Per our previous NOC posting, we’ve been redesigning our maintenance plan for rebalancing the user distribution on HUEY. The original plan to defrag the database was abandoned as the timeframe for completion was not acceptable.
Tonight starting at 9PM Eastern we will be taking the HUEY database offline for about 5 minutes as we clear out the memory cache in preparation for mailbox moves tonight. Throughout the night we will be moving users between two new databases to even out the load. During the move, mailboxes that are actively moving will be inaccessible to users as Exchange 2007 did not feature Online moves. Upon completion, users will be able to access their mailbox on the new database. Move times will depend on the mailbox size and item count.

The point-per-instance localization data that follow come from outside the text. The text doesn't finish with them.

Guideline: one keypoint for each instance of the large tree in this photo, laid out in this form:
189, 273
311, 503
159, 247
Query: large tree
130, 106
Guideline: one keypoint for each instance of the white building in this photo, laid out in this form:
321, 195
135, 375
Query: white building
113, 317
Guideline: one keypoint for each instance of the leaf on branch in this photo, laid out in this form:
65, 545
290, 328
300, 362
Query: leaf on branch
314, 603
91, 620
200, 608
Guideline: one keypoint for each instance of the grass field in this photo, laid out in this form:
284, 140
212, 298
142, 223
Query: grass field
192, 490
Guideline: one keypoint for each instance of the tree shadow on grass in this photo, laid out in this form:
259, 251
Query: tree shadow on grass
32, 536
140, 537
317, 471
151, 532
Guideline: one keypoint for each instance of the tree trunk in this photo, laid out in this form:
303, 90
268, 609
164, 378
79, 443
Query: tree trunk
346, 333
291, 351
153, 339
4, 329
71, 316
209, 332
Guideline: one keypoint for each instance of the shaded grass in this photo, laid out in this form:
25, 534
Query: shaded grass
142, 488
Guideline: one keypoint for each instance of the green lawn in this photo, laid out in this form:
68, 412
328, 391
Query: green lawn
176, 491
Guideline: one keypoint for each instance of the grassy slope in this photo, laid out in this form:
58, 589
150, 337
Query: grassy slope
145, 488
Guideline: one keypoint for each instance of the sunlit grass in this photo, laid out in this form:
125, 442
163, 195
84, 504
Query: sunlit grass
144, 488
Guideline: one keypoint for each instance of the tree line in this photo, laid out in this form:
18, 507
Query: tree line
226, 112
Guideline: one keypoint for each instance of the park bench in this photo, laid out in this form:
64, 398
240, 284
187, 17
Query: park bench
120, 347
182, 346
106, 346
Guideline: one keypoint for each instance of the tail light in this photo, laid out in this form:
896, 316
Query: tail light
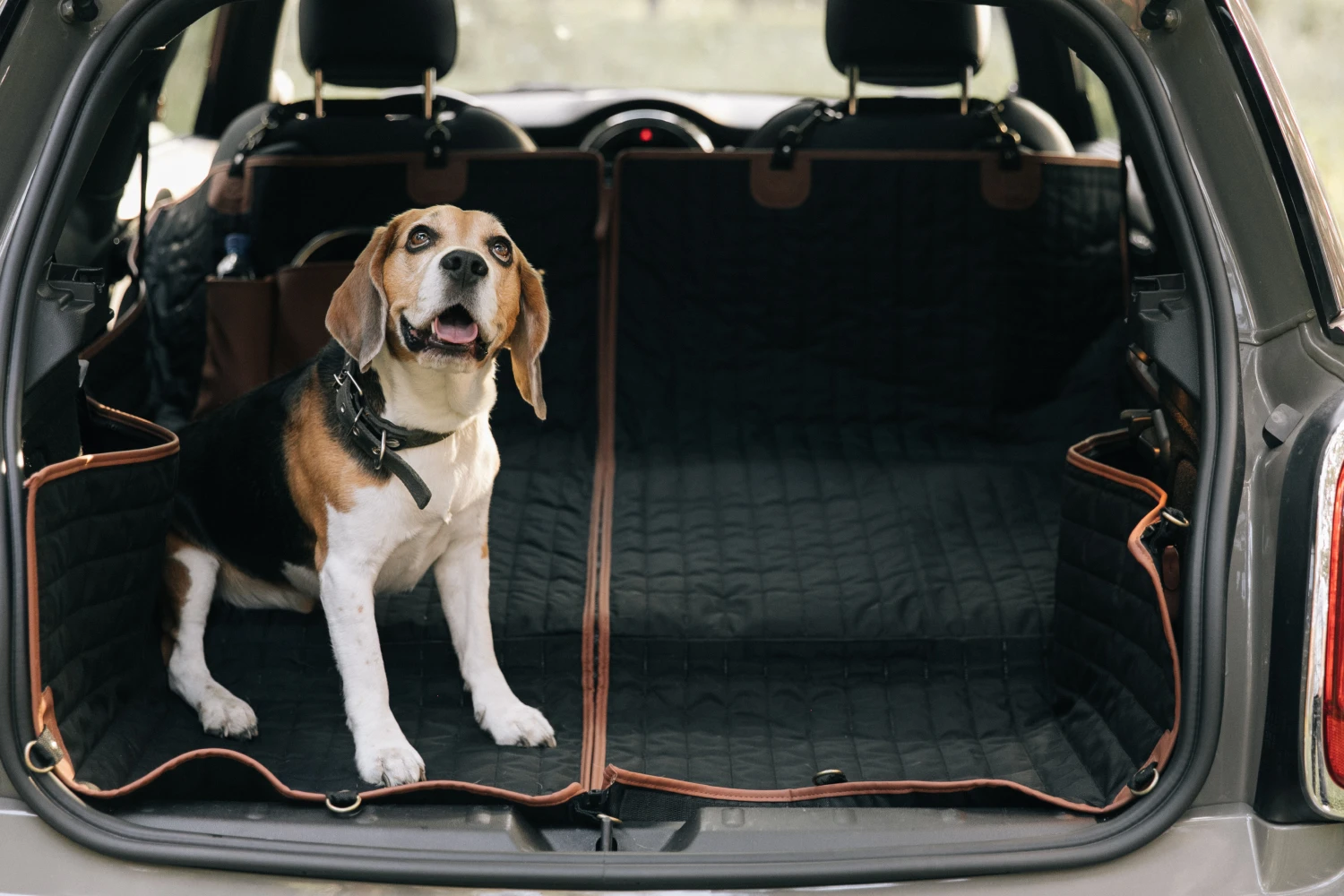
1322, 704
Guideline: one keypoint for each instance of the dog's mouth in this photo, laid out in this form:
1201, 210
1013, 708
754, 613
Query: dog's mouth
453, 332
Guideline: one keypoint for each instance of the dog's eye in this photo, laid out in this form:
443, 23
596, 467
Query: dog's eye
418, 238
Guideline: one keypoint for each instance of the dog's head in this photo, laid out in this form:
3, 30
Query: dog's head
446, 289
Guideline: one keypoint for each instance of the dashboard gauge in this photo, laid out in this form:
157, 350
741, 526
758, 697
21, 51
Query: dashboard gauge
645, 129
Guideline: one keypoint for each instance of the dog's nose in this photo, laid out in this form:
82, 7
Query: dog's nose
464, 266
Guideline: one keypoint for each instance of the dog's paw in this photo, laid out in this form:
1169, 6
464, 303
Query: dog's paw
515, 724
225, 715
389, 763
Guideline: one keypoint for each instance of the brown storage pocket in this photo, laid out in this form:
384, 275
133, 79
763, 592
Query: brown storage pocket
239, 324
257, 330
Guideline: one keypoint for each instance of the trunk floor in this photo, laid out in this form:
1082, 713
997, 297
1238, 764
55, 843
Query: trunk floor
281, 662
769, 716
865, 598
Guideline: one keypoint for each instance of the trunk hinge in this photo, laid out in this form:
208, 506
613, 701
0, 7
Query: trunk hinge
1159, 15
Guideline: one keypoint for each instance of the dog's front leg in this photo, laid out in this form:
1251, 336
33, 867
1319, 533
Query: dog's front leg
462, 573
382, 753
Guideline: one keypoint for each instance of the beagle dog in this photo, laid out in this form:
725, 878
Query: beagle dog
359, 471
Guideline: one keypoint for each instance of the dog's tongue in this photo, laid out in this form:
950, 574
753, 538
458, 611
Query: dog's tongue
456, 333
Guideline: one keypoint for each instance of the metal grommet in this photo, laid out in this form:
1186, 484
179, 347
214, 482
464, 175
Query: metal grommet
1148, 788
343, 796
27, 759
1176, 517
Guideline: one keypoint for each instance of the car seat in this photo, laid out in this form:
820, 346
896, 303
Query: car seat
909, 43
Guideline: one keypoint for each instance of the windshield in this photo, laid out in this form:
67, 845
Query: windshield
720, 46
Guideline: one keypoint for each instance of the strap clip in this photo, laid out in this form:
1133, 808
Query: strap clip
792, 137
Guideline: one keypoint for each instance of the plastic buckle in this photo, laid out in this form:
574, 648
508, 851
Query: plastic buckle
1142, 783
605, 844
29, 762
435, 145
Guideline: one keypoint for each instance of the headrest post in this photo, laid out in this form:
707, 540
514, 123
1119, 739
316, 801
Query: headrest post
430, 77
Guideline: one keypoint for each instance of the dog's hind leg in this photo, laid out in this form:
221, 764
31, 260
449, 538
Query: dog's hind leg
190, 578
464, 584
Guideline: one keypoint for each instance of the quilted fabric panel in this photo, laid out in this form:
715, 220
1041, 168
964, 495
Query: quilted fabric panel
1109, 654
281, 662
99, 538
771, 715
830, 532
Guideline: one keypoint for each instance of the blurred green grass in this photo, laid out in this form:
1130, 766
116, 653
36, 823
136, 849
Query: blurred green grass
1305, 42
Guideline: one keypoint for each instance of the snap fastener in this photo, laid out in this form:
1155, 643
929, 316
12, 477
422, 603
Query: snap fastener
29, 761
344, 802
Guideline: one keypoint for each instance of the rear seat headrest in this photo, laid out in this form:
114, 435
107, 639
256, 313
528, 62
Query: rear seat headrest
908, 43
360, 43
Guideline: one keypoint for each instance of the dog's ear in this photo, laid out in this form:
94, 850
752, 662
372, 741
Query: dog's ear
358, 314
529, 336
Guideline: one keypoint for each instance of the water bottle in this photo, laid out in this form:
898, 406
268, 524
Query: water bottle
237, 261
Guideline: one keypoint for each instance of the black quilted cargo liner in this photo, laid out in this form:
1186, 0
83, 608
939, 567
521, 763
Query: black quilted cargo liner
99, 554
281, 662
830, 527
840, 536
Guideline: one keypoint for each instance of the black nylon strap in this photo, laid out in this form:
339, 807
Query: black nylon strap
381, 438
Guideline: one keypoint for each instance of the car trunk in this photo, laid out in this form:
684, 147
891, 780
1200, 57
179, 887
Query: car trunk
830, 509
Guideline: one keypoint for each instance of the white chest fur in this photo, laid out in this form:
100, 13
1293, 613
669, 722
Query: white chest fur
387, 535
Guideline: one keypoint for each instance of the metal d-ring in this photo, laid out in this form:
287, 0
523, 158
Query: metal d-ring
1176, 517
346, 810
27, 759
1150, 783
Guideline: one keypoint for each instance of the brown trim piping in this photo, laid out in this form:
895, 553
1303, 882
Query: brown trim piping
306, 796
123, 324
1160, 754
866, 155
233, 195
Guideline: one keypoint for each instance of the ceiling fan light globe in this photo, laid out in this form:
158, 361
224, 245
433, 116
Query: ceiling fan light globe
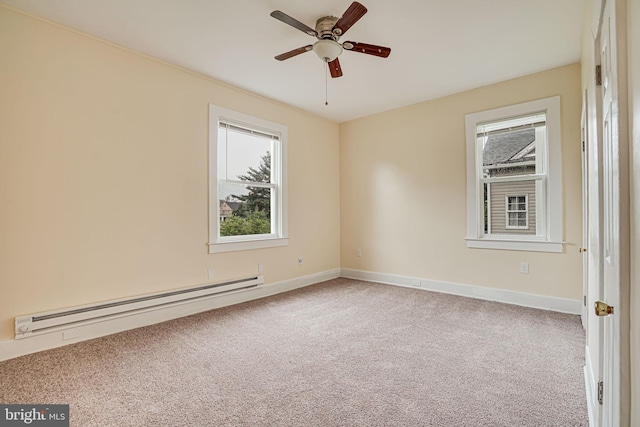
327, 50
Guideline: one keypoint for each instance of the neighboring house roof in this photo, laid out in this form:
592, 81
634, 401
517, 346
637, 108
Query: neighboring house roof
232, 205
503, 147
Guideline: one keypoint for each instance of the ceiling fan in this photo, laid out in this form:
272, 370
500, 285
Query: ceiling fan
328, 31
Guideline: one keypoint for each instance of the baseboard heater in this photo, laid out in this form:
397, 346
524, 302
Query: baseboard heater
53, 320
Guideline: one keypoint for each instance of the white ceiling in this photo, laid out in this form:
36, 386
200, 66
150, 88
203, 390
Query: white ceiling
438, 47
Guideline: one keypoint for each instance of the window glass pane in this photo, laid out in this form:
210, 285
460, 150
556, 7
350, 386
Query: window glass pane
244, 210
243, 156
509, 147
486, 208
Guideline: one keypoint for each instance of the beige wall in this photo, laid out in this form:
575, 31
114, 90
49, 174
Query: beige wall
103, 175
403, 192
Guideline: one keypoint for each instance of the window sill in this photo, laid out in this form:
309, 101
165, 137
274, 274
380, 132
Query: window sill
215, 248
516, 245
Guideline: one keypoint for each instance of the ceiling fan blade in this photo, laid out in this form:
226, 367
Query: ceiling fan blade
335, 69
294, 52
350, 17
369, 49
281, 16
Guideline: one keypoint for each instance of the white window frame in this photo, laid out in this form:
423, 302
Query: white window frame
279, 228
516, 211
549, 233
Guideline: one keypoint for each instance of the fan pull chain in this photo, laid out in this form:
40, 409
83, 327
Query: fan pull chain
326, 82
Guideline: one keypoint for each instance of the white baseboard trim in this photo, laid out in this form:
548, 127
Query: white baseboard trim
589, 384
82, 332
543, 302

Update 6:45 PM Eastern: After our previous update our metric test completed and we’ve noticed that there are write lock delays on the OS drive for HUEY. We’ve made an adjustment to our above outline. Prior to starting the mailbox moves we will be performing a full database backup at the NTFS file level. Unfortunately this means we will have to offline the database as we are capturing a raw file backup instead of a VSS backup. After the backup is completed we will scan the surface error on the OS drive for HUEY for any corruption. We anticipate this entire process will take up to 4 hours to complete. We will update this post as progress is made starting at 9PM when work begins.
Update 8:30 PM Eastern: The backup job of the OS is taking a bit longer than expected. We are pushing back dismounting the database to 9:30 PM. We will update this blog after 9:00 PM if we anticipate the backup taking longer.
Update 8:50 PM Eastern: We’ve received a request from a few west coast customers asking us to postpone maintenance until 10. In the interest of disturbing service as least as possible, we will be postponing maintenance until 10 PM Eastern.
Update 10:45 PM Eastern: The backup is estimated to complete in the next hour. We will then begin the surface error test on the OS drive. This is estimated to be the longest part of the process and will require a disruption of service as we take the server offline. We estimate the entire process to be 4 hours as described earlier. We will update this post once the work begins.
Update 11:30 PM Eastern: We are beginning to dismount the mailbox databases and stop Exchange services.
Update 2:05 AM Eastern: The surface area test has revealed issues on the OS drive. We are running a repair to on the drive and monitoring the progress.
Update 4:17 AM Eastern: We’ve replaced a bad drive in HUEY on the OS drive and we are proceeding to perform integrity checks before turning on any services.
Update 5:47 AM Eastern: The integrity check failed and we will be restoring from the backup image taken prior to maintenance. We will continue to update this blog as progress is made.
To clarify the issue is specifically with the operating system and not the database integrity.
Update 9:44 AM Eastern: The restoration process is proceeding as planned, this is courtesy update to ensure partners work is continuing.
Update 12:20 PM Eastern: The restoration surface test is underway and we are looking to confirm data consistency on the OS drive.
Update 1:57 PM Eastern: In order to achieve resolution in the fastest manner possible, we are beginning to concurrently restore the backup image on a spare server to eliminate any potential issues that may be affecting the physical host.
Update 7:00 PM Eastern: The integrity check has processed half of the files on the OS drive and overall progress is about 25 percent complete
Update 9:00 PM Eastern: This is a courtesy update as the process above is still continuing successfully without any halts. We understand this is an urgent issue and we appreciate your patience with this process.
Update 1:30 AM: The integrity check has processed about 90% of the files on the drive and overall progress is near 75% completed.
Update 2:35 AM: The integrity check has completed and we’ve successfully booted windows into safe mode. We are now proceeding to boot normally and resume services on HUEY
Update 3:15 AM: Service on HUEY has been restored and all queued mail is being delivered to user mailboxes.